Caption Foto Daop 5 Purwokerto ingatkan masyarakat agar tidak melakukan pembakaran di dekat rek KA. (Foto Dok. Daop 5 Purwokerto).
ORBIT-NEWS.COM, PURWOKERTO – PT Kereta Api Indonesia (Persero) Daerah Operasi (Daop) 5 Purwokerto mengingatkan masyarakat agar tidak melakukan pembakaran jerami, sampah, maupun semak kering di sekitar jalur rel kereta api selama musim kemarau. Selain memicu kebakaran, aktivitas tersebut dinilai dapat mengganggu operasional dan membahayakan keselamatan perjalanan kereta api.
Memasuki musim kemarau, tumpukan jerami kering di lahan persawahan dan vegetasi yang mengering di sepanjang jalur rel menjadi lebih mudah terbakar. Kondisi ini meningkatkan potensi munculnya asap tebal maupun kobaran api yang dapat mengganggu perjalanan kereta, terutama di wilayah Daop 5 Purwokerto yang banyak melintasi kawasan persawahan dan perbukitan.

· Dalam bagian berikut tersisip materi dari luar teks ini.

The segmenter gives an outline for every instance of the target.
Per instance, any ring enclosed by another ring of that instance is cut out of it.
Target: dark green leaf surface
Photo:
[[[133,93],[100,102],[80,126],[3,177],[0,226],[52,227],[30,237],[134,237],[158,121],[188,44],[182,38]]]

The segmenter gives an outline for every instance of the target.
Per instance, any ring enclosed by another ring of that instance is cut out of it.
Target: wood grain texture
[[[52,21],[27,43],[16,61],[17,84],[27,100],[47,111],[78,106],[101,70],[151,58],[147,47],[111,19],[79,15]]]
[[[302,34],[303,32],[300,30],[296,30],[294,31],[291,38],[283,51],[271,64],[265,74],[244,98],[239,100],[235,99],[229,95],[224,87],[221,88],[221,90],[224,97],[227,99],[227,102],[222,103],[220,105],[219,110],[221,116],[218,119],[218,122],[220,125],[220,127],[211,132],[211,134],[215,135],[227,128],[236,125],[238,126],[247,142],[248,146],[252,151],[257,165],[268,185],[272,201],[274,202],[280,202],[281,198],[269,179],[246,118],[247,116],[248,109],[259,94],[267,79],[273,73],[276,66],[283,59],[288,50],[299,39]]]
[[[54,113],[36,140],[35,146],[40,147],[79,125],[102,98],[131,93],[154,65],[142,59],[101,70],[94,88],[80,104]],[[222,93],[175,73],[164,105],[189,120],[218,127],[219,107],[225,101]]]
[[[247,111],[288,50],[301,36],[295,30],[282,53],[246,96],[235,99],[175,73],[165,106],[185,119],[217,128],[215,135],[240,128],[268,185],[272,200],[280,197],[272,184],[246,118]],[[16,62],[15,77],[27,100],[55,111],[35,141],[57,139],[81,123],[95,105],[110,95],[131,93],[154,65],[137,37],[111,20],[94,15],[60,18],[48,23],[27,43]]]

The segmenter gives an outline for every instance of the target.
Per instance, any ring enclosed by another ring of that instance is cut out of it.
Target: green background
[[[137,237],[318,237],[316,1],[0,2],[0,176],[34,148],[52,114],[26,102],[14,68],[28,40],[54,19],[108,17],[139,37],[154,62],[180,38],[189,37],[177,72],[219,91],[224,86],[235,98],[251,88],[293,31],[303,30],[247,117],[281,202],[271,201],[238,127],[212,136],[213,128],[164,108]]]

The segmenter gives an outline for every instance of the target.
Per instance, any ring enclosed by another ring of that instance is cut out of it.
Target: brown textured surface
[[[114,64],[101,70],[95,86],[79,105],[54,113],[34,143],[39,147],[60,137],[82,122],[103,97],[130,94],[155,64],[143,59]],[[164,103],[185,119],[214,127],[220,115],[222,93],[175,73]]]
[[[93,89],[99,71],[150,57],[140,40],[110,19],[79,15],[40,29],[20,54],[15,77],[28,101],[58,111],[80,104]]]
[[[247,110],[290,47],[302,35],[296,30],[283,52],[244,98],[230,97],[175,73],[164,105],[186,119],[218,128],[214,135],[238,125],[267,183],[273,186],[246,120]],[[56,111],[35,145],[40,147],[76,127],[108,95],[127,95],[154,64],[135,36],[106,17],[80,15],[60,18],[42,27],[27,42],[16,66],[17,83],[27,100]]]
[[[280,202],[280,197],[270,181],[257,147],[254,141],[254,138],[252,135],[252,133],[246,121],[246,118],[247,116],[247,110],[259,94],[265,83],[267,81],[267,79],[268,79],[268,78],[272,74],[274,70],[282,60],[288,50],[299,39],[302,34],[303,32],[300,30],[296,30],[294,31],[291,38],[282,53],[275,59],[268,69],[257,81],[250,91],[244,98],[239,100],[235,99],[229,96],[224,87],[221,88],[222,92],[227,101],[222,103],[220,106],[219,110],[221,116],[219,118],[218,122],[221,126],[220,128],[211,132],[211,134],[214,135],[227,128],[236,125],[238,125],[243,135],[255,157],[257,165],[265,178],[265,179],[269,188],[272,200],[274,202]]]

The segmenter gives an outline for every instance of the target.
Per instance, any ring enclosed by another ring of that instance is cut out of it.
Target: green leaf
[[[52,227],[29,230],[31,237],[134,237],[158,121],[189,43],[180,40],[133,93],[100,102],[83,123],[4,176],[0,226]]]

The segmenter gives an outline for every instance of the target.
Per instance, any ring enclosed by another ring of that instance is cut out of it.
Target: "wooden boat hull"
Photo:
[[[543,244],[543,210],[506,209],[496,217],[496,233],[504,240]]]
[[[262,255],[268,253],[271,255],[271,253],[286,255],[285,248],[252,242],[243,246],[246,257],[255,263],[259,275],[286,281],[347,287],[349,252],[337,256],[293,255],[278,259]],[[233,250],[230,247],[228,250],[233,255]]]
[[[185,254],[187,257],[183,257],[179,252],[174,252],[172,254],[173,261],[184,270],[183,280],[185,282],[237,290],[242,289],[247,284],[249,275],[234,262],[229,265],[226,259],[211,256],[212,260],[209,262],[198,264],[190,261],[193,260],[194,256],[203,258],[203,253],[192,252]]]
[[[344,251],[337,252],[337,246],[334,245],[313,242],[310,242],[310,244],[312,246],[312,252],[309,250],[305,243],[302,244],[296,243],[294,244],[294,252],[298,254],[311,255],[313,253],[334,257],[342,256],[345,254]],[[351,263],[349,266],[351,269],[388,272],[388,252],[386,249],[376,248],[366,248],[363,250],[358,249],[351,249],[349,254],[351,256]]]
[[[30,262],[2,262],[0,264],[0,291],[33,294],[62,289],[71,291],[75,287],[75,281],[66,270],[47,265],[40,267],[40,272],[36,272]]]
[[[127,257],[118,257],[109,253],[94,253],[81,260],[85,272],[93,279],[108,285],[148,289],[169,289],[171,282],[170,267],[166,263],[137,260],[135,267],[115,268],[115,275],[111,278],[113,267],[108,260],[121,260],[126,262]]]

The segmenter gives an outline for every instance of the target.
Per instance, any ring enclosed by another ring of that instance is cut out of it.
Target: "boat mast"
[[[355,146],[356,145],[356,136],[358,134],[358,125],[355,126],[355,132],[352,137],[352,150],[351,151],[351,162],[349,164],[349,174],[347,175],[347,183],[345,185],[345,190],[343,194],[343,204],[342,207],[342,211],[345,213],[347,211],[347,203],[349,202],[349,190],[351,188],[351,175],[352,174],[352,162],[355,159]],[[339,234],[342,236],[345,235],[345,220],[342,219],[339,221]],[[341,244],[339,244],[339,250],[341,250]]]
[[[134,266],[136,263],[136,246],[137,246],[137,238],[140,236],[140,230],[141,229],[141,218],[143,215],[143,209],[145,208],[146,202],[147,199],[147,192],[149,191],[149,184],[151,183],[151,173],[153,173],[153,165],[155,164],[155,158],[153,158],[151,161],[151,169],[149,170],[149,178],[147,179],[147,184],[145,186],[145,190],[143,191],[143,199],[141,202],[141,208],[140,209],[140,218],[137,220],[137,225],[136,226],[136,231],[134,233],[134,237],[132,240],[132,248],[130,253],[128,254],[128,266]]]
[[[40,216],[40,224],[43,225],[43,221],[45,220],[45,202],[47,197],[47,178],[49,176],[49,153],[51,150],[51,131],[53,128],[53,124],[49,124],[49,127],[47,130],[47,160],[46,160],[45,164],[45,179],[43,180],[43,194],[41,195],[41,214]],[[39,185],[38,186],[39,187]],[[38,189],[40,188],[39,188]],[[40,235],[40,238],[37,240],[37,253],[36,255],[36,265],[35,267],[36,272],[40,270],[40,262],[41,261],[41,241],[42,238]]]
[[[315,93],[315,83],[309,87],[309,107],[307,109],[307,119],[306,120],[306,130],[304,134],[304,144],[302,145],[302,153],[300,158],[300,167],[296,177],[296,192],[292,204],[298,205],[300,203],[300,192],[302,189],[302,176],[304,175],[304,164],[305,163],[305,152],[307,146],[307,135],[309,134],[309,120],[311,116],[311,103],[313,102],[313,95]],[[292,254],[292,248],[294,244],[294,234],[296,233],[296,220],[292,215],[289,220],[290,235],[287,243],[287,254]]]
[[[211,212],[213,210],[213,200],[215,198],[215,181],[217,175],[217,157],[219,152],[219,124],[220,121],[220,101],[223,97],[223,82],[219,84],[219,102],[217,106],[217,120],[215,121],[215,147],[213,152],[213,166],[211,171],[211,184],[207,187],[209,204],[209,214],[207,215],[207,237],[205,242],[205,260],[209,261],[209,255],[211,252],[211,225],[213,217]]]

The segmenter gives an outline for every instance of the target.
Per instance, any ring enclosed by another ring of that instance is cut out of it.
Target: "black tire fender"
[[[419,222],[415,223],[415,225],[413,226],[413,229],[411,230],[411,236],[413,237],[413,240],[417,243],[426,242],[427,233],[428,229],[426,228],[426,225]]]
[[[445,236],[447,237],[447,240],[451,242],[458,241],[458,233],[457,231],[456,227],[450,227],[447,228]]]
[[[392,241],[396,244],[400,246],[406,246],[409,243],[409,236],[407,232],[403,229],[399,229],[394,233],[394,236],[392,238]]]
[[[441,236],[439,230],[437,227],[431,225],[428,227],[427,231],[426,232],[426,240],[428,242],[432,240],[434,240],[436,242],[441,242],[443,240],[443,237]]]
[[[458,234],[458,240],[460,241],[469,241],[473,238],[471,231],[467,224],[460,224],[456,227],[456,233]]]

Manager Humas KAI Daop 5 Purwokerto, M. As'ad Habibuddin, mengatakan kepulan asap dari pembakaran jerami maupun sampah dapat mengurangi jarak pandang masinis saat mengoperasikan kereta.
"Asap dari pembakaran jerami maupun sampah dapat mengganggu pandangan masinis saat mengoperasikan kereta api. Kondisi ini sangat berbahaya karena dapat mengurangi kemampuan masinis dalam mengamati kondisi lintas dan mengambil tindakan secara tepat," jelasnya, Jumat (10/7/2026).
Tak hanya mengganggu visibilitas, panas yang ditimbulkan dari pembakaran di sekitar rel juga berpotensi merusak berbagai fasilitas pendukung operasional perkeretaapian. Di antaranya perangkat persinyalan, kabel komunikasi, hingga instalasi lain yang berfungsi menjaga kelancaran perjalanan kereta api.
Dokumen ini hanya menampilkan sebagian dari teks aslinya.